The cornerstone is not just, through specific actions, to improve performance for a package that already exists, but also to create an optimum design from the very early stages of development – from data sources to destinations, passing through efficient task design, data flow configuration and buffer usage.
Hands on: practical examples
As we have seen before, in SSIS 2005 we can force the generation of a new execution tree by using a Union All transform, even when it is not necessary for the package’s data processing. It may be useful if the processes which are dependent on the Union All component (all of which follow in the data flow) are susceptible to being parallelized. Otherwise, the costs of generating and copying data to new buffers could be higher than the benefits that we could obtain. However, these potential benefits may be a double-edged sword, as we will see in the following examples.
This package generates 10 million rows, loads into cache a very small table with the lookup transformation, and applies a Union All component before sending the rows to a junk destination. The Data Conversion component is there just for demonstration purposes, it is empty. Using my local machine, this package took 2 minute and 59 seconds to run.

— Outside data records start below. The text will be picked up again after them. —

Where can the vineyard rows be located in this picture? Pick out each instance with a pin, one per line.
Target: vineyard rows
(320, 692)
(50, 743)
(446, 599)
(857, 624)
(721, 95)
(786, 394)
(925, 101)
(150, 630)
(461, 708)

When the Union All component is removed, ignoring no match rows on the Lookup component and connecting the Derived Column output to Junk Destination, the package runs in 2 min 30 sec on my laptop:
Our slow example took 20% longer than the fast example, which did not have the Union All component. This penalty is due to the extra CPU pressure generating the new path, buffers and threads and, especially, copying data between the output buffers and the new input. Here we lose one of the greatest benefits of working with SSIS, which is (as discussed before), the data’s fixed position in memory. Due to this, performance decreases notably.
Adding the PipelineExecutionTree event to the events log in SSIS 2008 and later versions, we can see that there are no subpaths hanging from the main path. This means that SSIS has understood the meaning of the operations and has decided that the benefits of parallelism would not have any effect in this case.
The components which follow after Union All will not take advantage of the effects caused by a new path and, therefore, the associated costs will overcome the benefits that it could add.
As seen above, it is very useful to monitor what is happening in our SSIS packages, since this will help us to fully understand what is being affected by our package design. When working with noisy environments, it could be useful to build a testing structure in which we will be able to monitor the phenomena occurring in the SSIS’ engine core more clearly. Having only our own processes running in the environment will make the analysis easier, since it will exclude external issues that could distort our conclusions (e.g. other processes blocking tables into which we are writing data).
Besides the aforementioned properties and processes, there are many elements which could influence Integration Services performance. Network traffic, physical disk status, etc, are also factors to keep in mind. A complete performance analysis and re-design should include overall system vision and planning.
As in most performance-related discussions, how much we test in specific scenarios is an essential factor.